The IR thought of Susan Strange

 
Location: St Cross College
Date: Friday 6 March 2020
Time: 13:00-14:30
RSVP: Book via Eventbrite.

 

Cornelia Navari, of the University of Buckingham, will give an expert talk on Susan Strange, one of the world's leading scholars in international relations and the major European figure in its sub- discipline of international political economy (IPE).

Born in 1923, Strange graduated with a First in Economics from the LSE during the Second World War, began a career in journalism, first at The Economist and then for The Observe. A research fellow at the Royal Institute of International Affairs at Chatham House from 1965, she directed its acclaimed transnational relations project. In 1978 she was appointed Montague Burton Professor of International Relations at the LSE, and with a few other virtually invented IPE as the study of the impact of power politics on market outcomes. She was robustly critical of what she argued were selfishly irresponsible US policies in their impact on the health of the world economy. A twice-married mother of six children, she was impatient with feminist complaints about the unfairness of life.

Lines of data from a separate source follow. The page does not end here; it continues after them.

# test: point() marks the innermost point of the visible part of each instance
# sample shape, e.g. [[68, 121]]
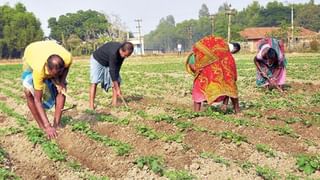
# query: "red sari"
[[216, 73]]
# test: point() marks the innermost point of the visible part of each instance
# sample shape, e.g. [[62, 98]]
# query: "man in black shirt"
[[105, 64]]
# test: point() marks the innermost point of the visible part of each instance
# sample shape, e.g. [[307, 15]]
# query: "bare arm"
[[264, 74], [51, 132]]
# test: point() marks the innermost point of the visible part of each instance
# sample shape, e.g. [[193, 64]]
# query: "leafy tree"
[[274, 14], [308, 16], [85, 24], [164, 37], [18, 28], [204, 11]]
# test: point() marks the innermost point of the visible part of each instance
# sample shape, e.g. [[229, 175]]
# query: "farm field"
[[276, 136]]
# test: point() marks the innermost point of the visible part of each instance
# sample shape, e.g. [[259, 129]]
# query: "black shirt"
[[108, 55]]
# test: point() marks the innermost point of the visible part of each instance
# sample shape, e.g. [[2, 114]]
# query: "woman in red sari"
[[215, 73]]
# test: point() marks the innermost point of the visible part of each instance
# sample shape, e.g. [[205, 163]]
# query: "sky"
[[149, 11]]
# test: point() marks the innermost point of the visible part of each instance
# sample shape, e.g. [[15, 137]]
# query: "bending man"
[[105, 65], [45, 68]]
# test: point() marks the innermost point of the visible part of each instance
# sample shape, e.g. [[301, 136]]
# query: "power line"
[[139, 31]]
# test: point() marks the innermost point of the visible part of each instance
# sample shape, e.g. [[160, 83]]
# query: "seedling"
[[266, 150]]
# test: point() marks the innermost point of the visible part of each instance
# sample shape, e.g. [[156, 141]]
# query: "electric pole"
[[189, 31], [230, 12], [212, 17], [139, 31], [292, 25]]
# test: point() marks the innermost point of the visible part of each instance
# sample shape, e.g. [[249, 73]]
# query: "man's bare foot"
[[223, 108], [236, 110]]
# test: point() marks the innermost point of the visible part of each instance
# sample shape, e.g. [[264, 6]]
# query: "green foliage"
[[119, 147], [9, 131], [308, 163], [233, 137], [292, 177], [152, 134], [286, 130], [6, 174], [92, 177], [164, 117], [3, 155], [267, 173], [112, 119], [292, 120], [74, 165], [142, 114], [84, 24], [179, 175], [147, 132], [316, 99], [265, 149], [215, 158], [246, 166], [154, 163], [37, 136]]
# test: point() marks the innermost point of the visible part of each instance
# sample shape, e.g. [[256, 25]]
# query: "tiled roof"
[[261, 32]]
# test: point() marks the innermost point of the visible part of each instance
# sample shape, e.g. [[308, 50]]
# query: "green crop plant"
[[119, 147], [246, 166], [286, 130], [147, 132], [37, 136], [253, 114], [292, 177], [172, 137], [266, 150], [164, 117], [9, 131], [293, 120], [267, 173], [3, 155], [308, 163], [179, 175], [142, 114], [6, 174], [183, 125], [233, 137], [154, 163], [182, 113], [152, 134], [215, 158]]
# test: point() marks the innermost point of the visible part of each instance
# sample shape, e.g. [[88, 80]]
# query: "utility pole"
[[189, 31], [139, 31], [230, 12], [292, 26], [212, 17]]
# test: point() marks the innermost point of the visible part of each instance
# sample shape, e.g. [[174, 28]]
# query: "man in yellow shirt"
[[45, 68]]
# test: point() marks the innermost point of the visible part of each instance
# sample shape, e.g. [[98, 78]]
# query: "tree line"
[[83, 31], [275, 14]]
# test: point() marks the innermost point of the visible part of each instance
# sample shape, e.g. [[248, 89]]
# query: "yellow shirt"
[[35, 58]]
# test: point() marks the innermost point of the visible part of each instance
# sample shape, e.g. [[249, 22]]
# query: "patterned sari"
[[282, 62], [216, 73]]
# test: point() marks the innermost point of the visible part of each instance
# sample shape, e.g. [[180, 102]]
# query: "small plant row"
[[9, 131], [5, 173], [264, 172], [152, 134], [36, 136], [156, 164], [108, 118], [119, 147], [224, 135], [281, 130]]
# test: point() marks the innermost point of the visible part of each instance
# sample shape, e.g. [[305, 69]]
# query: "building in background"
[[302, 37]]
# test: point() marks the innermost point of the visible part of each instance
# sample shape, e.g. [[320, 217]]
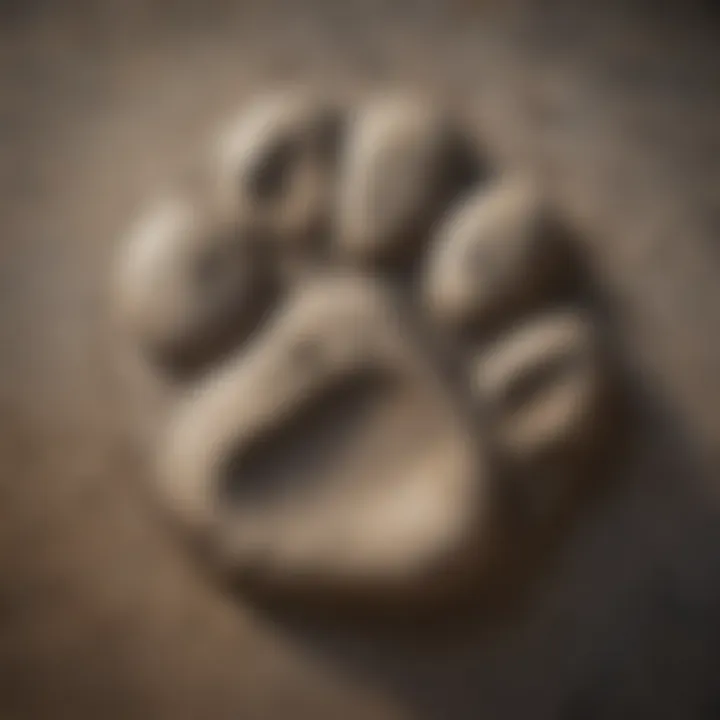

Cornelia Navari is Visiting Professor of International Affairs at the University of Buckingham, emeritus after a long career at the University of Birmingham. She also began her career as a political journalist, with an internship at the Voice of America, leaving it after a year to take up graduate work at the LSE in its fledgling MSc in International Relations. Her IR specialisms are international political thought and theory. In 2012 she published Public Intellectuals and International Affairs, treating twelve 20th century thinkers whose ideas transformed attitudes to war and peace among states.